Hannah McNeish – WNN MDG Stories
(WNN/VOA) Juba, SOUTH SUDAN, AFRICA: In a steaming hot room in South Sudan’s main hospital, women puffing and wailing from labor pains squeeze up next to each other in a maternity ward with just 8 beds. But more than 90 percent of births in South Sudan happen without the help of a skilled birth attendant, and more than 2,000 women die for every 100,000 live births. This makes South Sudan one of the most dangerous places in the world to have a baby.
A year after independence, South Sudan is still battling a lack of healthcare staff personnel as well as resources as it tries to end its distinction of having the highest maternal mortality rate in the world.
The United Nations’ Population Fund (UNFPA) is one of the main agencies trying to combat maternal mortality.
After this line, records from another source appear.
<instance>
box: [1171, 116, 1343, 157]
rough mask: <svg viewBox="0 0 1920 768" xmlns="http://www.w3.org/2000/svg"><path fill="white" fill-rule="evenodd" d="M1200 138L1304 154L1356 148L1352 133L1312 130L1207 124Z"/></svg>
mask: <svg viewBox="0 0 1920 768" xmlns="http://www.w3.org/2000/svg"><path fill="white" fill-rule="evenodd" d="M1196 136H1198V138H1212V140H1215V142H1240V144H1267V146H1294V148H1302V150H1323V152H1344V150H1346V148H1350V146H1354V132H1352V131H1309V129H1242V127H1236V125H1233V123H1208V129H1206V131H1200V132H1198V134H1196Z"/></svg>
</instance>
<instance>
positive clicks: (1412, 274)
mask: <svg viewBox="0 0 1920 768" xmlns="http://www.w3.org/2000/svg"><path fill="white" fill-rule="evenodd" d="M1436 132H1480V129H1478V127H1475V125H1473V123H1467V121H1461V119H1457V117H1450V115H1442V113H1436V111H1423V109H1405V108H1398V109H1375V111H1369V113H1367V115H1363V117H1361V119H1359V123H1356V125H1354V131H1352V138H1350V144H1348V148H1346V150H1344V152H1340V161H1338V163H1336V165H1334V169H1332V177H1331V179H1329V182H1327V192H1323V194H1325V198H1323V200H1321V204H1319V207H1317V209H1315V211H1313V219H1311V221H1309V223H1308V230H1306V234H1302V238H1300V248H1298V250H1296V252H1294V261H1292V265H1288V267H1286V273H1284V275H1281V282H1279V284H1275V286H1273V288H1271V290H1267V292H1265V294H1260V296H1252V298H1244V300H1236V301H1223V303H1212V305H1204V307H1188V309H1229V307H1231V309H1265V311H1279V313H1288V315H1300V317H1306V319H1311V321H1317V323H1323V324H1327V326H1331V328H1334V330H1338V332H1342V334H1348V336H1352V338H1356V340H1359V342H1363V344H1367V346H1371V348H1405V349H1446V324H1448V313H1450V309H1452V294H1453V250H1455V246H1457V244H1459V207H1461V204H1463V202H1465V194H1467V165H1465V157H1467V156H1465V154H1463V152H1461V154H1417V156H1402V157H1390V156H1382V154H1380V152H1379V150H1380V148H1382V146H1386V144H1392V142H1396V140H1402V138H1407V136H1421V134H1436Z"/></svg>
But in a country ravaged by more than five decades of civil war until independence from Sudan last year, aid agencies, like the nation, are struggling with the basics.
With no room left in the maternity unit, 22-year-old Nancy Francisco lies in a nearby ward getting ready to deliver her third baby. She says that she has decided to come to a hospital because at home, there could be complications such as bleeding. She says she doesn’t know anyone that has died at home, but she has heard about that happening.
Gillian Garnett, a UNFPA midwifery specialist, says that she has never seen challenges like those faced in the world’s newest nation – a loss of some 2 million people to the war, countless others fleeing abroad or missing out on basic education.
“One of the major issues here for South Sudan is human resources for health, and in particular midwives. We know that in maternal health and to reduce mortality, access to skilled attendants at birth can reduce maternal mortality as much as 30 percent, and here in South Sudan there’s just a limited number of midwives,” Garnett said.
Garnett says that South Sudan only has eight registered midwives.
Julia Amatoko is one of three that works at Juba’s hospital. She says the three professional midwives only work up until 7 p.m., and that two women have died at night as community midwives and traditional birth attendants cannot cope with serious cases. “For me, I want all those community midwives to be trained again, and others to be trained again, to increase the quality [of] care [for] the mother,” Amatoko said.
Doctor Mergani Abdalla, a consultant obstetrician and gynecologist at the hospital, says that trying to reduce maternal mortality is hampered by culture and a lack of awareness about maternal health. He says most women wait until the last minute to come to a hospital. He says that even if the drugs and the facilities are there, the hospitals may not have the right people to deal with these cases.
“She is now in a health facility, we can say a secondary health facility. If the personnel is not around, the intervention is delayed also, there will be complications. So, we have the highest maternal mortality in the world, due to bleeding, infection and other indirect causes — you have malaria, you have HIV, you have anemia, all this,” Merfani said.
Despite building its first blood bank this year, the hospital still relies on a small fridge full of blood donated mainly by relatives for people awaiting surgery. Breaking down taboos about blood donation will be the only way to fill the bank and stop deaths caused by blood loss, the most common cause of maternal mortality, even in the hospital.
But no one expects a quick fix to a problem in such a vast and neglected country that lacks proper roads needed for women to even reach their nearest health facility.
There is great hope for the first batch of midwives to graduate from school next year. With around 200 new midwives expected to join the ranks, the future for South Sudan’s new mothers looks much brighter.